Early American political thought about the Union’s nature was divided into two radically different perspectives. One of these was expressed by Thomas Jefferson’s 1798 Kentucky Resolutions, which viewed the Union as a loose compact of the states, whose legislatures could overrule and judge the constitutionality of the federal government’s actions. The South Carolina Declaration of Causes (1860) and the Mississippi Resolutions (1861) developed this position-using Jefferson’s premises to justify Southern states’ secession from the Union.
Jefferson portrayed the Union as voluntarily entered into by the states; the states were “not united on the principle of unlimited submission to their general government” (KR, 153). The Union was created by the ratification of the Constitution, which served as a “compact” by which the states “delegated… certain definite powers” to the general government (KR, 154). The government’s exercise of powers not expressly granted to it by the Constitution was thus illegitimate. For Jefferson, the Constitution both defined and limited the Union’s nature and essence.
To keep the national government one of limited and expressly delegated powers, Jefferson warned that it should not be “the exclusive or final judge of the extent of the powers delegated to itself” (KR, 154), since that would allow the government to define the scope of its powers and dissociate these powers from their original source-the states. The states-as parties to the Constitutional compact- have no common judge among them; hence, “each party has an equal right to judge for itself, as well of the infractions as of the mode and measure of redress” (KR, 154). Jefferson acknowledged state legislatures’ right to judge federal actions’ constitutionality.
The South Carolina and the Mississippi legislatures agreed with Jefferson that the Union was a compact among the “free and independent states,” whose sovereignty was asserted in the 1776 Declaration of Independence (SCDC, 310). In 1787, deputies sent by the states affirmed the “Articles of Union”-the Constitution-which defined the Union and required the states’ consent to take effect (SCDC, 311). The South Carolina Declaration emphasized that-while only nine out of thirteen states needed to ratify the Constitution for it to be adopted-those that refused to ratify it would have remained “separate, sovereign states… exercise[ing] the functions of… independent nation[s]” (SCDC, 311). Via the Tenth Amendment, the Constitution assured that all powers not expressly delegated to the national government were left to the states or the people, while the federal government remained “limited to the express words of the grant” (SCDC, 311).

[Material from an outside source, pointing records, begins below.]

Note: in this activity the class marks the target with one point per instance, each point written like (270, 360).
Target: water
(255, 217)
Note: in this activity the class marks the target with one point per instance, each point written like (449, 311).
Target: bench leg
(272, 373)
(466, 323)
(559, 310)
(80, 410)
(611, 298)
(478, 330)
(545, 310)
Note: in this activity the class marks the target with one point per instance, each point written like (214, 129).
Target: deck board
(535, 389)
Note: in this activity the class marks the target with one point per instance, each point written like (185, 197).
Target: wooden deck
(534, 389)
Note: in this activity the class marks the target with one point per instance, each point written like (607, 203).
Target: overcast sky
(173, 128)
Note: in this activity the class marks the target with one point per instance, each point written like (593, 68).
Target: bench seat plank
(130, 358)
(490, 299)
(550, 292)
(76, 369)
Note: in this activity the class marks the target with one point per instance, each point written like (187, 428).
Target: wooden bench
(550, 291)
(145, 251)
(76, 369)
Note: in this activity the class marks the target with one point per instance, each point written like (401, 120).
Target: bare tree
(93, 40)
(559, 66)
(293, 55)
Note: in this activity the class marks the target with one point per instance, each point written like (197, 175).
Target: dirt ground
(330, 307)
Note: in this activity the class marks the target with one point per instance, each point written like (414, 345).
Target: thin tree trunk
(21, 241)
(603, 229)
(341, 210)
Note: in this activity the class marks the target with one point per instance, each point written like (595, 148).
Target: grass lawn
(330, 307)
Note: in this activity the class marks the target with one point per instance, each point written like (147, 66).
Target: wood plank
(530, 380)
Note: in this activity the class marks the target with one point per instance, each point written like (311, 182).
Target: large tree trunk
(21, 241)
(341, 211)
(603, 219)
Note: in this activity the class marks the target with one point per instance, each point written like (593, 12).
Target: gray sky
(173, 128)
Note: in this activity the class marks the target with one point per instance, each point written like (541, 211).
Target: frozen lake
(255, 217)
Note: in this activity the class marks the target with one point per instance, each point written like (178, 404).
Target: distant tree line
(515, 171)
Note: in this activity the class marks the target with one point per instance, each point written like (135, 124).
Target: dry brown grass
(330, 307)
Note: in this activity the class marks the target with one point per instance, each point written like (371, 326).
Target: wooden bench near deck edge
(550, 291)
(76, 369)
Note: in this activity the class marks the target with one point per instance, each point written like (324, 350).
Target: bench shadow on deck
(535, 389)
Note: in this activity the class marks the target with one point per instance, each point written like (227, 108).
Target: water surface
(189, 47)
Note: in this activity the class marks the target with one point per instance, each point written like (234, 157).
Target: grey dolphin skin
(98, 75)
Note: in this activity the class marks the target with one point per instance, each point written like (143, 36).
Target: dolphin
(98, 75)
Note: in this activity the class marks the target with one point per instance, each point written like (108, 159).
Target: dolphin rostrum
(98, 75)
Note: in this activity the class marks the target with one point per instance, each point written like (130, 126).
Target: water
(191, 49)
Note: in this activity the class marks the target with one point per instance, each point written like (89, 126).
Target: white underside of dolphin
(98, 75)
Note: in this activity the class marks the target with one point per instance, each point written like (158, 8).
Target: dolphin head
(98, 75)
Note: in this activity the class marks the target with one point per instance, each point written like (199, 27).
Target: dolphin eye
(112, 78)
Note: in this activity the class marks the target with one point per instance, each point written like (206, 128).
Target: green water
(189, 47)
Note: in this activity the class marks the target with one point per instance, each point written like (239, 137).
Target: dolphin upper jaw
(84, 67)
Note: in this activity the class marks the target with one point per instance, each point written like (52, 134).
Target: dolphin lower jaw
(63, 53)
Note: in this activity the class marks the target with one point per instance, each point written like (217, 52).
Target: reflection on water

In the Southern legislatures’ view, the Constitution established the “law of compact” (SCDC, 311), which required mutual reciprocity of obligations on behalf of all parties to the Union. If any party-such as the Northern states-refused to fulfill its Constitutional obligations and infringed on the rights of the other parties, the Union was dissolved and “the ends for which this government was instituted have been defeated” (SCDC, 312). The Mississippi Resolution asserted that whenever the compact is thus destroyed, “parties to the compact have the right to resume, each state for itself, such delegated powers” (MR, 314) as they had formerly granted the national government. According to the Mississippi Resolution, the Northern states’ explicit unwillingness to enforce the Constitution’s fugitive slave clause justified the Southern states’ secession from the Union (MR, 315). Jefferson’s Kentucky Resolutions and the declarations of the South Carolina and Mississippi legislatures viewed the Union as a compact of sovereign states that retained broad powers and could exercise them to counter federal abuses.